Meses después aquella novicia
muerta, cuyo nombre no registró el libro del convento, comenzó a vagar por los
jardines lanzando al aire quieto y agorero sus más tristes lamentos, causando
el espanto entre las monjas que le vieron, y estas sabían perfectamente que era
la religiosa muerta en pecado y tortura. Años después la tristísima figura de
la monja salió de los muros conventuales y se lanzó a la calle con todo y sus
desgarradores lamentos que erizaban los cabellos hasta al más valiente; en poco
tiempo el vulgo la bautizó como “La monja atormentada”.

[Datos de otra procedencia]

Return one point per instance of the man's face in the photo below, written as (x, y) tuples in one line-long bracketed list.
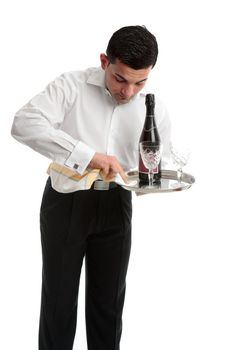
[(123, 82)]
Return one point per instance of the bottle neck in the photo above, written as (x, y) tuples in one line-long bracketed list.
[(150, 111)]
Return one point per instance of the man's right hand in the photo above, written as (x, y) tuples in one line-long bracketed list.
[(108, 165)]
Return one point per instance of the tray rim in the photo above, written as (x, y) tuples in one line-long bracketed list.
[(186, 182)]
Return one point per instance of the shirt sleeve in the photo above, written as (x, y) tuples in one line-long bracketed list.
[(39, 125), (164, 126)]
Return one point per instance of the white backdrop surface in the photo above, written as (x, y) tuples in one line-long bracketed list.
[(179, 286)]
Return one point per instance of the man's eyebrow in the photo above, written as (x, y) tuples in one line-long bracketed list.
[(120, 76)]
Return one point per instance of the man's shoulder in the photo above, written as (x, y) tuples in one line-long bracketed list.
[(79, 76)]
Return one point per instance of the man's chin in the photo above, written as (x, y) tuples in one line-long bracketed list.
[(122, 100)]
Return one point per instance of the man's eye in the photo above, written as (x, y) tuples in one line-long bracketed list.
[(119, 80)]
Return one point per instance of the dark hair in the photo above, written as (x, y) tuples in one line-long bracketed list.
[(134, 46)]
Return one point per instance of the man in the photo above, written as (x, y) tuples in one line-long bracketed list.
[(88, 120)]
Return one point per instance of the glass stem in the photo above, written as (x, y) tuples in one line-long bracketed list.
[(150, 175), (179, 174)]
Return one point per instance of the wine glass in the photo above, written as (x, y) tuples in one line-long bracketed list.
[(180, 155), (151, 155)]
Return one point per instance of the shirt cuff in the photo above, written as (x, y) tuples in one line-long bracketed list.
[(80, 157)]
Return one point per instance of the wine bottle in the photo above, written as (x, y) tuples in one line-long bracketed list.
[(149, 133)]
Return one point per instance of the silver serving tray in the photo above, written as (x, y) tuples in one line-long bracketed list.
[(169, 182)]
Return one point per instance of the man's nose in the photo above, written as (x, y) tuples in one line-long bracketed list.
[(128, 91)]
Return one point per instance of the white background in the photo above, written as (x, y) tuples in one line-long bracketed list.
[(179, 287)]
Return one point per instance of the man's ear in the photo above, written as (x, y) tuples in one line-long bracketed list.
[(104, 61)]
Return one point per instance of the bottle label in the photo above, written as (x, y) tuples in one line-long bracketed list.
[(143, 169)]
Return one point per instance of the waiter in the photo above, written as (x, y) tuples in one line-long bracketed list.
[(88, 122)]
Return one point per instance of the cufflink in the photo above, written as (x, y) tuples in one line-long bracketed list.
[(75, 166)]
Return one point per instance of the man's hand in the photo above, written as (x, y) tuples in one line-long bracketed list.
[(108, 165)]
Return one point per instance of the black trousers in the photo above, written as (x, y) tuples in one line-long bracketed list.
[(95, 225)]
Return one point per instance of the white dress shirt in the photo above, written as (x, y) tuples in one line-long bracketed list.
[(75, 116)]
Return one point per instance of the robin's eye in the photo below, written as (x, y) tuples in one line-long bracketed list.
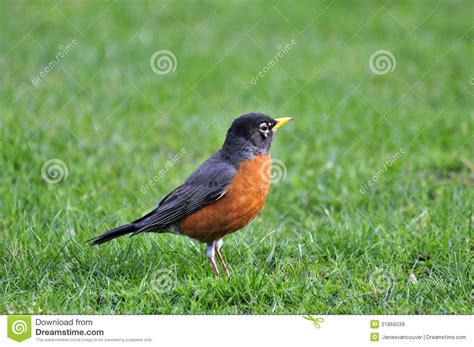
[(264, 127)]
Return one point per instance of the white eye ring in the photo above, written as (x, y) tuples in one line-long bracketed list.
[(264, 127)]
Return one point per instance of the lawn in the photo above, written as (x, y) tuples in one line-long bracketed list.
[(374, 179)]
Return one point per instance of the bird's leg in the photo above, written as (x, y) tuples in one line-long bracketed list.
[(210, 255), (218, 245)]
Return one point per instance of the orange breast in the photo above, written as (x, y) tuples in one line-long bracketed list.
[(241, 203)]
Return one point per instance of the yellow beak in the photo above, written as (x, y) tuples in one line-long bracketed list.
[(281, 122)]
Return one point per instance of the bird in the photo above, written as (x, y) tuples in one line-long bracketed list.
[(224, 194)]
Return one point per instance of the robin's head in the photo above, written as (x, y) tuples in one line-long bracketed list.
[(253, 132)]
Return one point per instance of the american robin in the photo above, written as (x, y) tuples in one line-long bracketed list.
[(221, 196)]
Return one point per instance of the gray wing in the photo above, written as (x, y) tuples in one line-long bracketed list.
[(207, 184)]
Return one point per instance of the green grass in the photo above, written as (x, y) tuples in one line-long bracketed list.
[(320, 245)]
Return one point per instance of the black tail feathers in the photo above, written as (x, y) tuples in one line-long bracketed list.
[(114, 233)]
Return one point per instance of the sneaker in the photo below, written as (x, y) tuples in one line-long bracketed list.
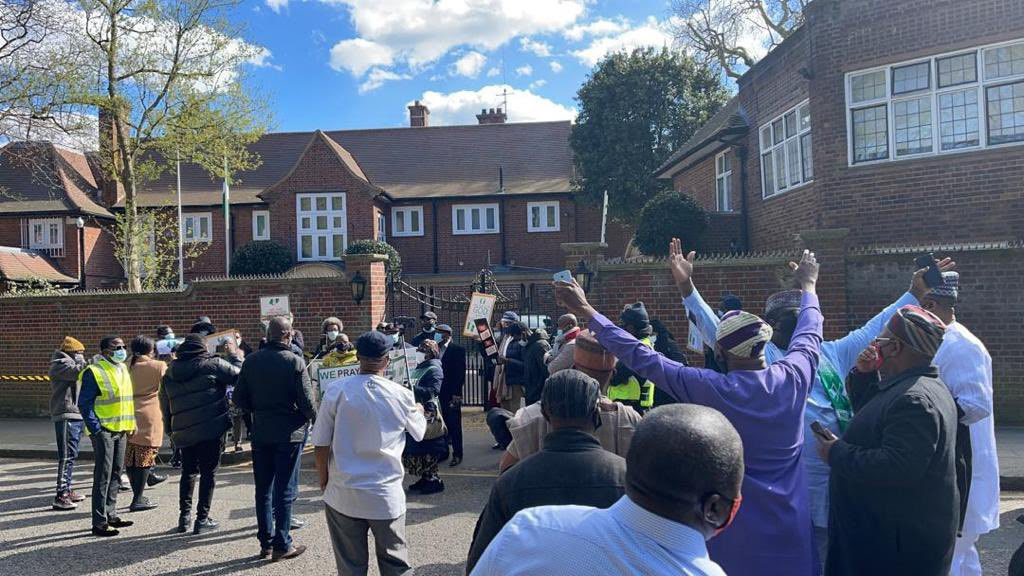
[(64, 502), (294, 551), (205, 525), (103, 531)]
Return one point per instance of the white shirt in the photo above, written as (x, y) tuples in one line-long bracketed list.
[(966, 368), (364, 419)]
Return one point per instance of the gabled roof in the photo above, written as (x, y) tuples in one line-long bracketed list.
[(729, 120), (37, 176), (430, 162), (17, 264)]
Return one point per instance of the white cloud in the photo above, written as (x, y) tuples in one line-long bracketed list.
[(540, 49), (462, 107), (469, 65), (358, 55), (600, 27), (651, 33)]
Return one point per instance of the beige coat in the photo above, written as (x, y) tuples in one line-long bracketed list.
[(145, 375)]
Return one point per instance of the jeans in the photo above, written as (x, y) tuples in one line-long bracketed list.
[(201, 459), (109, 451), (69, 435), (275, 470)]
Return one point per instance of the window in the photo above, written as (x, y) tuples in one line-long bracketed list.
[(321, 225), (407, 220), (198, 228), (723, 181), (261, 224), (976, 101), (474, 218), (785, 154), (543, 216)]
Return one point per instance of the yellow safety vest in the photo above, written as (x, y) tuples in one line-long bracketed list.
[(633, 392), (115, 406)]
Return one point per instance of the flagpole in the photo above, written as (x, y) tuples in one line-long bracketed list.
[(181, 258), (227, 222)]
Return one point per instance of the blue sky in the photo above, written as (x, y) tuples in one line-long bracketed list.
[(356, 64)]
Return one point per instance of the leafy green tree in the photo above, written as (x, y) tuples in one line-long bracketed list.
[(636, 109), (670, 214)]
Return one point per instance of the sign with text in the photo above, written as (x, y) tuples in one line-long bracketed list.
[(480, 305)]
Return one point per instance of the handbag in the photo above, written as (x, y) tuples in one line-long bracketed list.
[(435, 423)]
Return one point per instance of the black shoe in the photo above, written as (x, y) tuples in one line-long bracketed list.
[(141, 505), (118, 523), (104, 531), (205, 525)]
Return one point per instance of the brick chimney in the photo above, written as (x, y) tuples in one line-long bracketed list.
[(419, 115), (492, 116)]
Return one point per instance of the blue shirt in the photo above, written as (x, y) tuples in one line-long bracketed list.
[(622, 540), (840, 356)]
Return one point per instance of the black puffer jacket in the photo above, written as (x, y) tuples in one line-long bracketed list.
[(194, 396)]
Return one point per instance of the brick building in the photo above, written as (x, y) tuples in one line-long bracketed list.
[(451, 199), (900, 122)]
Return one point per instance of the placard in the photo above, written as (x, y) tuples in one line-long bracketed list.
[(480, 305)]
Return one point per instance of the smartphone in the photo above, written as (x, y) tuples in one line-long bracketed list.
[(933, 277), (564, 276), (821, 432)]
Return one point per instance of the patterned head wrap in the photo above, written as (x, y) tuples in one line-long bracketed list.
[(742, 334)]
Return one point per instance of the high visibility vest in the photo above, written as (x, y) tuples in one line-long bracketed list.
[(115, 407), (635, 393)]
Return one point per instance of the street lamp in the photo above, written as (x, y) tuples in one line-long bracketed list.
[(358, 286), (583, 276)]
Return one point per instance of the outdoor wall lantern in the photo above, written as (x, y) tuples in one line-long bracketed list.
[(583, 276), (358, 286)]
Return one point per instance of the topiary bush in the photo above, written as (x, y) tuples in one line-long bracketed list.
[(393, 265), (262, 256), (670, 214)]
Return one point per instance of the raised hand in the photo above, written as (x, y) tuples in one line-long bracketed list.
[(682, 266), (918, 285), (806, 273)]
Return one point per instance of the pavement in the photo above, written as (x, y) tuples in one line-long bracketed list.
[(38, 541)]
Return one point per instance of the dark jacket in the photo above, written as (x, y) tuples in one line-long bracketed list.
[(274, 386), (572, 468), (535, 369), (64, 381), (894, 501), (454, 367), (194, 397)]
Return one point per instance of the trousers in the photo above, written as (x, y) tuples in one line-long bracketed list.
[(351, 551)]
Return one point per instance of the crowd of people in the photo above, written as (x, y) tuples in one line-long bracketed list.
[(785, 454)]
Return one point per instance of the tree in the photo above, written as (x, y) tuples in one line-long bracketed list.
[(731, 34), (635, 109), (670, 214)]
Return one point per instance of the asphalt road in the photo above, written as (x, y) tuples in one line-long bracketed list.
[(36, 540)]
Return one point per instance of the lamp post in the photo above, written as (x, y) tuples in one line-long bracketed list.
[(358, 286), (80, 223)]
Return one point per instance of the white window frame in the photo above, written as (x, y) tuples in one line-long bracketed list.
[(408, 213), (980, 85), (315, 233), (723, 182), (482, 229), (266, 229), (782, 148), (196, 217), (543, 207)]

Durante muchos años la fantasmal
novicia vagó por lo que hoy es esquina de Correo Mayor y Moneda; después,
lanzando su doliente queja avanzó hasta la esquina del Palacio Virreinal, y se
situaba ante la puerta cerrada. El motivo por el cuál llegaba el fantasma hasta
aquel lugar, no era otro, según creyó la gente, que el de ir en busca de su
tío, pues ya en 1584 había sido nombrado el arzobispo Pedro Moya de Contreras,
sexto virrey de la Nueva España. El fantasma doliente permanecía allí hasta
pasada la media noche, después regresaba a su convento, pero aunque la monja
atormentada no salía a gemir todas noches, la gente rehuía pasar por la Plaza
Mayor; y tanto dio el vulgo en asegurar que el espectro iba en busca del
virrey, que se tomaron cartas en el asunto enviando una comisión eclesiástica y
palaciega para que hablara con fray Pedro Moya de Contreras, quien después de
dialogar con ellos, decide enfrentar al fantasma al día siguiente en punto de
las doce de la noche, para así devolver la paz a la Nueva España.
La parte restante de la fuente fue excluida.